When you go out and buy yourself new hardware or software you have the option of purchasing maintenance agreements at the same time. For software this generally provides the ability to constantly upgrade to the latest and greatest product. For hardware this tends to provide onsite support for when things go wrong and an SLA around that support arriving and the hardware being fixed.
I’ve been dealing with hardware and software vendors for years, I thought I’d share a couple of stories the really depict excellent service and the stuff that you never want to deal with as a customer.
When I started at one of my previous positions I walked into a Dell shop. If you aren’t familiar with that term it means that all hardware purchased was through Dell and that it gave us steeper discounts on the hardware that we would purchase.
I was put in charge of the Windows team pretty early at this company and we started to go through a hardware refresh. I sat down with the team and started asking questions about how things were with Dell. To a person they liked the hardware and what it delivered however they hated the service. There were common problems with SLAs not being met, the wrong replacement parts being delivered and phone support being unable to provide decent assistance.
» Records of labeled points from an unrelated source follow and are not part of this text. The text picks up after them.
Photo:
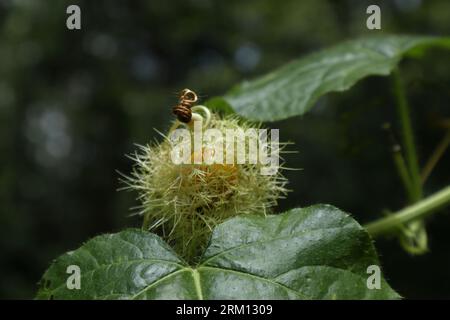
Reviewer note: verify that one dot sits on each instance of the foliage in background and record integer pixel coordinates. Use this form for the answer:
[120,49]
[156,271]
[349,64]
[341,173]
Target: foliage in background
[73,103]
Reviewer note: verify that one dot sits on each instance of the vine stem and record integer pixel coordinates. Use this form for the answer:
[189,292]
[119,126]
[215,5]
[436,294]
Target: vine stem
[403,111]
[419,210]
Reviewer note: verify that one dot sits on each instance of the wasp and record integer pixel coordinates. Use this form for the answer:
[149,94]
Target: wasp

I brought these issues to the Dell account rep and explained that we were looking at a fairly significant budget spend the next year on hardware (>$1m) and that I needed to see better results from the support team over there if I was going to spend any of that money with them.
Over the next 6 months I thoroughly documented every engagement with their support staff. This support engagements included:
- Server down – customer impact
- Hardware problem, replacement part needed – non-customer impacting
- General troubleshooting assistance required – non-customer impacting
I’m sad to say that Dell was only able to meet the 4 x 7 x 365 agreement we had for hardware support in 10% of the cases that we opened. Techs would show up late (or not at all), parts would be incorrect even when the tech was onsite in time (techs did not bring the parts, they would be delivered separately) and we would have trouble getting anything above a level 2 tech person on the phone who’s troubleshooting ability seemed to be limited to “have you tried turning it off and back on again”.
This was several years ago and Dell might have significantly improved their support since then, however when I left the company we did not have a single Dell server in any of the three datacenters I had built out.
Software has bugs. We all know that and have experienced problems with vendor applications, but what happens when you run into a significant issue and how does the vendor respond?
Recently SQLSentry released a new version of their Performance Advisor for SQL Server tool which is for monitoring and tuning SQL Server. I performed an upgrade to the new version and resumed monitoring, I didn’t run into any issues or problems.
A couple of days later I got a call from our Windows folks stating they had an alarm on high memory utilization on the monitoring server. I logged in to take a look and was shocked to see the SQLSentry monitoring service had consumed over 5GB of memory. I bounced the service and it reset itself. Over the next couple of days memory usage increased again, causing me to restart the service.
At this point I engaged the support folks, in particular Jason Hall (blog|twitter). We started triaging the issue.
We started up perfmon and captured a few counters to file to try and localize the memory leak. This allowed us to discover the leak was in unmanaged code, making the trouble a lot tougher to track down.
The next step was to install the Windows Debugging Tools from Microsoft. With these deployed and a set of symbols downloaded we used UMDH to capture the before and after log heap allocations for the monitoring service. One comparison log later and we were able to track the issue down to a leak in Microsoft’s managed wrapper for the VDS (Virtual Disk Service) subsystem which is used by SQLSentry to monitor mount points.
I’m running several multi-node, multi-instance SQL Server Failover Clustered Instances and make extensive use of mount points (current count is 136 monitored mount points).
To test and confirm that VDS was the actual issue one of the SQLSentry development team threw together a very small 50 line application that I could hit a couple of buttons on an watch memory usage. It took a bit of a tired mouse finger, but I was able to verify quickly that VDS was indeed the problem.
Now fully understanding the problem in hand the SQLSentry team quickly built their own COM wrapper to handle mount point monitoring and provided me with a new build of the product. I went through a standard deployment and started the services back up again. A week later and the service is still running at around 500MB.
Throughout the process of problem triage, issue identification and resolution it was a very engaged support process with an appropriate level of urgency for each of the steps. Everything was handled to completion and I have been very happy with the support I received. That’s why my maintenance for this product will be renewed next year. I know that the money spent is worth it.
In the past I have spent a lot of money on very high levels of support from Dell and received nothing but poor service. As a result they lost several million dollars of business.
On the flip side I spent a small amount of money on maintenance with SQLSentry and received excellent support and levels of engagement which will help retain me as a long term customer.
I’d be interested to hear about your experiences with these vendors, or any other.